Publication year - 2008
Publication title -
international journal of cancer
Language(s) - English
Resource type - Journals
SCImago Journal Rank - 2.475
H-Index - 234
eISSN - 1097-0215
pISSN - 0020-7136
DOI - 10.1002/ijc.23924
Subject(s) - breast cancer , allele , odds ratio , ovarian cancer , genotype , minor allele frequency , oncology , population , case control study , medicine , confidence interval , gynecology , biology , cancer , allele frequency , genetics , gene , environmental health
Abstract Recent genome‐wide scans identified several novel breast cancer risk alleles, including variants of the FGFR2 , MAP3K1 and LSP1 genes, and a study of associations between these alleles and characteristics of breast cancer patients reported a borderline significant correlation between the number of FGFR2 minor alleles and family history of breast/ovarian cancer. Given these results and similarities in the etiology of breast and ovarian cancer, we examined the association between 7 novel breast cancer susceptibility alleles and epithelial ovarian cancer risk in 2 large study populations. Our analysis included 1,173 cases and 1,201 controls from a New England‐based Case–Control study and 210 cases and 603 controls from the prospective Nurses' Health Study. We used logistic regression to estimate the odds ratio (OR) for individuals heterozygous or homozygous for the minor allele at each locus, compared to individuals with the wild‐type genotype. We examined the associations separately in each population and, after testing for heterogeneity in the results, pooled the estimates using a random effects model.
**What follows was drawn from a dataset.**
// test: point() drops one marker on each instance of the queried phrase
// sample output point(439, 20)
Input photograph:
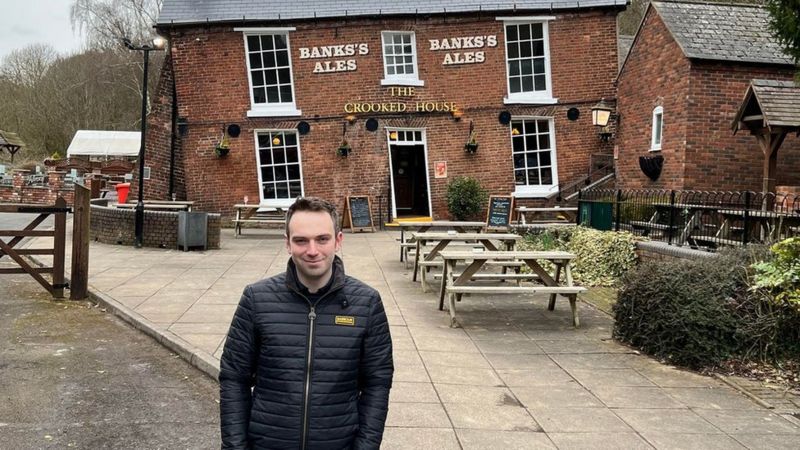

There was no clear association between these polymorphisms and ovarian cancer risk in either population. The pooled per allele OR for FGFR2 was 1.06 (95% confidence interval (CI) = 0.95–1.18) for rs1219648 and 1.04 (95% CI = 0.93–1.15) for rs2981582. We had more than 80% power to detect a log‐additive OR of 1.16–1.18 per allele at the alpha = 0.05 level in the pooled analysis. Our results do not provide strong support for an association between these breast cancer susceptibility alleles and epithelial ovarian cancer risk. © 2008 Wiley‐Liss, Inc.